In 1953, Watson and Crick’s discovery of DNA opened our naïve minds to the possibility that life could be as simple as a blueprint. Seemingly endless combinations of codons have been passed from generation to generation from the genesis of life itself. As we sorted through the simplicities of blue or brown eyes, red or blond hair, our genome taught us that an entire existence has come with us that we still don’t completely understand. What we once thought was “junk DNA” was later discovered to be our viral ancestors. One was given the name ERVWE1. Her very presence birthed our own ability to carry out placental development and thus, embryo survival[2].  Through coding for a protein called syncytin[3], she grants sperm and egg another chance to come together for another shuffle of adenine, cytosine, guanine and thymine. Without her, mammalian mothers cease to exist.
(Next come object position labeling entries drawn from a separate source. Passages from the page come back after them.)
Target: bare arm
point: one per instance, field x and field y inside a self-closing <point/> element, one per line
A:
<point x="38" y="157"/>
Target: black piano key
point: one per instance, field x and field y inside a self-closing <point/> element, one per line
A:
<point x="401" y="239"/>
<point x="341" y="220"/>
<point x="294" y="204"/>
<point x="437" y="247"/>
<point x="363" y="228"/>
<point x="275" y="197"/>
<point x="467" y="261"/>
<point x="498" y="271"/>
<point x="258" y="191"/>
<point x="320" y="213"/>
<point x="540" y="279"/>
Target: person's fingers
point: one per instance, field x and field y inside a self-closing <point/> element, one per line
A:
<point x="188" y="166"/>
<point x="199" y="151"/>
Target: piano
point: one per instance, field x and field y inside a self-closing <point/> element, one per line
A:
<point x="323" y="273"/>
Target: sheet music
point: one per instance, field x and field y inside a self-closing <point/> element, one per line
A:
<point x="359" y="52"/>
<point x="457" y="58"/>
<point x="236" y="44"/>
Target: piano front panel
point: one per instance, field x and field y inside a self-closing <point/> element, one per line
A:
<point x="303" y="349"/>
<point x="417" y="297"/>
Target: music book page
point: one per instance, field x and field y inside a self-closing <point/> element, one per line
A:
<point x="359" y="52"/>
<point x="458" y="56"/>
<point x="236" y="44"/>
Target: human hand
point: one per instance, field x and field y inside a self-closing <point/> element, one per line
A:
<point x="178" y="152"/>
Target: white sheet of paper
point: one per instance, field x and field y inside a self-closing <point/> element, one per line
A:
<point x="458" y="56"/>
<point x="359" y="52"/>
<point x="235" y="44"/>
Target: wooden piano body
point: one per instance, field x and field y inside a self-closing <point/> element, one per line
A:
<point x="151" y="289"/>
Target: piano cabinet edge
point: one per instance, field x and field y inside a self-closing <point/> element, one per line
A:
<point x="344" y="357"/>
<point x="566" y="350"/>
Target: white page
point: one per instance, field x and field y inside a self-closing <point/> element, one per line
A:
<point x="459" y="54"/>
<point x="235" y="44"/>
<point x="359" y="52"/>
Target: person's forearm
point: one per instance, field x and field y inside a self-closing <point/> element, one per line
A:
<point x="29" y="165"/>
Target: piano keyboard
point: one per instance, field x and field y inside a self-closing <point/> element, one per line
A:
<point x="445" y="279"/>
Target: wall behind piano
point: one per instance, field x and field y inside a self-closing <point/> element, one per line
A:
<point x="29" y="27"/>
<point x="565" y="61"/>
Later we discovered completely different type of DNA inside each cell that has nothing to do with the color of our eyes. This DNA resides inside the cell’s mitochondria and enables almost all living beings to convert food into energy. It is a bridge for nutrients between our inner world and Mother Earth. Whether it autogenously developed on its own or came from an ancient bacterium is still a mystery. Unlike the DNA that is passed on from the union of male and female, mitochondrial DNA comes exclusively from the mothers who have passed it through ova from generation to generation.

 

Another universe of genetic material that is passed from the mother is the microbiome. This is “the ecological community of commensal, symbiotic, and pathogenic microorganisms that literally share our body space.”[4],[5]. These various bacteria, fungi, parasites and viruses provide signaling that influences the inner workings of our entire body.   They support immune function, moderate inflammatory responses, generate vitamins that we are not capable of making, produce hormones from some of the foods we eat, help us to absorb minerals, and regulate the production of neurotransmitters. Most importantly, they allow our immune system to remain competitive with the rate of evolution of pathogens.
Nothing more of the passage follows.